Wylie: Alexander seeks places beyond human footprint

Artist David Alexander relocated to Kelowna from Saskatoon just in time for the devastating Okanagan Mountain Park fire.

David Alexander, Entering the Beginnings of the Big Dipper’s Horizon, 1989, acrylic on canvas, 152.4 x 172.7 cm, 60 x 68 in. Collection of the artist.

David Alexander, Entering the Beginnings of the Big Dipper’s Horizon, 1989, acrylic on canvas, 152.4 x 172.7 cm, 60 x 68 in. Collection of the artist.

Canadian artist David Alexander relocated to Kelowna from Saskatoon in the summer of 2003, just in time for the devastating Okanagan Mountain Park fire that destroyed many homes and made national news.

His luck with decision making is not always bad, however, and he has successfully worked and painted here for the past eight years.

Interestingly enough, although Alexander works with the landscape, he has not painted much of the Okanagan, per se (with the exception of some of its southerly, arid places), but prefers travelling to remote and wild locations with as little of the human footprint as possible for his ideas and subjects.

Born in Vancouver, Alexander grew up on the west coast and had been living in the Kootenays before his move to Saskatchewan in 1980. Inspired by the other participants at an artist’s workshop at Emma Lake, Saskatchewan that he attended in 1979, Alexander then moved to study at the University of Saskatchewan to obtain his MFA, and continued to live in Saskatoon for 23 more years.

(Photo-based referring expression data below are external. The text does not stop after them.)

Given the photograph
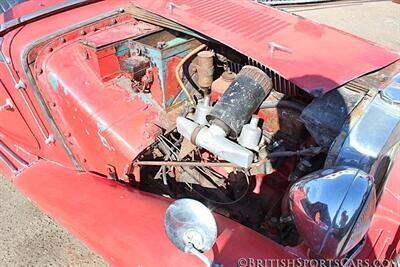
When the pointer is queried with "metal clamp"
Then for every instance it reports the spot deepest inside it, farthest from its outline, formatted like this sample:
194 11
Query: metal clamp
7 106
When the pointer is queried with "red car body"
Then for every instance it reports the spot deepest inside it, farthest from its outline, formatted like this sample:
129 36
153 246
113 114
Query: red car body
47 145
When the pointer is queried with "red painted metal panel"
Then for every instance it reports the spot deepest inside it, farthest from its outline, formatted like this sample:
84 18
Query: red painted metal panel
124 225
12 124
383 240
317 58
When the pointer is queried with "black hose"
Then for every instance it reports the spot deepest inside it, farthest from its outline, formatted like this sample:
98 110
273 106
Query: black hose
283 104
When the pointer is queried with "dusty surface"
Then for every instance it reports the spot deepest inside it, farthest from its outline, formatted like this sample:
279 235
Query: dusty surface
30 238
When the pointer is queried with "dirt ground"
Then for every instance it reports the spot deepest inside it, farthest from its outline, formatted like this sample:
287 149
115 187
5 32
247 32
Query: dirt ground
30 238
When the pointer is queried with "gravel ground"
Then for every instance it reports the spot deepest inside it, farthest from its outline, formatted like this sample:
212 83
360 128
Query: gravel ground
30 238
377 21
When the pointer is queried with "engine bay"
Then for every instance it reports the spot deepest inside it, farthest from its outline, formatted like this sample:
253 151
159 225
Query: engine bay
171 112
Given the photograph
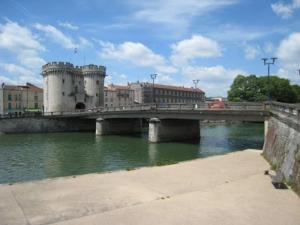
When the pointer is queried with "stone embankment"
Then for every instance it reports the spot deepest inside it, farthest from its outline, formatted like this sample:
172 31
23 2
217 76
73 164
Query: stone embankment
44 125
282 142
228 189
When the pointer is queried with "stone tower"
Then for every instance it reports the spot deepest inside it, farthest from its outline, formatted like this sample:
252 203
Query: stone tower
68 88
94 84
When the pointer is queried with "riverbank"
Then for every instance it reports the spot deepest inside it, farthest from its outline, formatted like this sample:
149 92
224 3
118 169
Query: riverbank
227 189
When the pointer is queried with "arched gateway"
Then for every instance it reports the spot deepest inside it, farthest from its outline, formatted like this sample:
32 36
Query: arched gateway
80 105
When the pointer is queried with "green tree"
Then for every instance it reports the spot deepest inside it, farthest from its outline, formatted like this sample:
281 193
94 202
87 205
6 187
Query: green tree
246 89
255 89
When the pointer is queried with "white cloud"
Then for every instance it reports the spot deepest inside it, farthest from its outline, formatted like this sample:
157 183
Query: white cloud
68 25
56 36
23 74
285 10
215 80
288 53
136 53
85 43
269 48
21 42
195 47
251 51
6 80
175 13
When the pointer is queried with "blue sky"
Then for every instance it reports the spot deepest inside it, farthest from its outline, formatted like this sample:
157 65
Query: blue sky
209 40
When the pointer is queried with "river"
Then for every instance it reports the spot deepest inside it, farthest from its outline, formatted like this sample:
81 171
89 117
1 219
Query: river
26 157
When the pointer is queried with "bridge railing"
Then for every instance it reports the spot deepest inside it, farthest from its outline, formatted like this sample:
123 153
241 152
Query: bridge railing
286 108
164 107
199 106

The challenge of learning to paint the prairie was a daunting one, especially until it came to him one day that the prairie landscape is much more about the sky than the land. From then on he was off and running. He also explored the natural world in other settings, such as the Arctic, Iceland, Greenland, and northern Scotland. And every summer he has hiked and sketched in the Rockies and in the mountains of British Columbia.

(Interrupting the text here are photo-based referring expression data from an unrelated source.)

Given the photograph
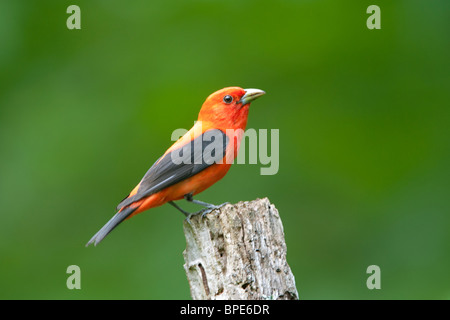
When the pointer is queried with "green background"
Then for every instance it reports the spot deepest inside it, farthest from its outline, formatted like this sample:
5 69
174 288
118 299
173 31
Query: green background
364 124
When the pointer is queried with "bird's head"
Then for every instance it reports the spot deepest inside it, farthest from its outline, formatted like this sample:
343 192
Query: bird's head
228 107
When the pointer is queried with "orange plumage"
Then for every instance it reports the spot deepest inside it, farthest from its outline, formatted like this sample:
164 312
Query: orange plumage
224 113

In celebration and acknowledgement of his career to date, the Kelowna Art Gallery has organized a survey show of his work, spanning three decades of painting, which opened this month and will go on a national tour next year. This exhibition is one of an informal series of solo shows with major publications on an Okanagan-based artist that the Kelowna Art Gallery began in 2010 with its retrospective exhibition of the work of Joice M Hall, curated by Patricia Ainslie.

In a major coup for the Kelowna Art Gallery, the Alexander show is accompanied by a six-authored book on his work, published for the gallery by McGill-Queen’s University Press in Montreal. Copies of the book are for sale at the Kelowna Art Gallery and are also in wide distribution.

Its authors include the award-winning Canadian writer Sharon Butala, who shares Alexander’s love and, as she puts it, connoisseurship of nature; the late and much respected and admired art writer, Gilbert Bouchard, of Edmonton; a former curator of the Kelowna Art Gallery, now working in Ontario, Ihor Holubizky; the nationally known master interviewer of artists, Robert Enright; myself and, from Iceland where Alexander travelled in 1999 and 2002, writer, curator and former museum director, Aðalsteinn Ingólfsson.

The exhibition includes a broad selection of some of the artist’s most important canvasses created since the mid 1980s up until 2010. Alexander’s works are large, bold, brilliantly colourful and show a huge variety of paint handling and application methods. He is a virtuoso of scale, shape and mark-making in relationship to one another and to the picture and its overall size as a whole.

In our smaller gallery space is an installation of small works on paper and small wood panel paintings that give viewers a representative taste of the artist’s work on a more diminutive scale. Interspersed with these large and small works are cases displaying Alexander’s sketchbooks from his various research trips, opened up to varying pages over the duration of the exhibition’s run.

The gallery has organized a community landscape-a-thon in tribute to Alexander’s show, having invited local residents to submit postcard-sized landscapes that are on display in the gallery. If enough people contribute work, the gallery will apply for world-record status for the most works of art in one place at a time on this scale and theme.

Mid-winter blues got you feeling low? Come to see this show and be transported to other climes, and into an experience of an intense relationship with the natural world, depicted in visual form. The exhibition runs until March 25.

Liz Wylie is the curator at the Kelowna Art Gallery.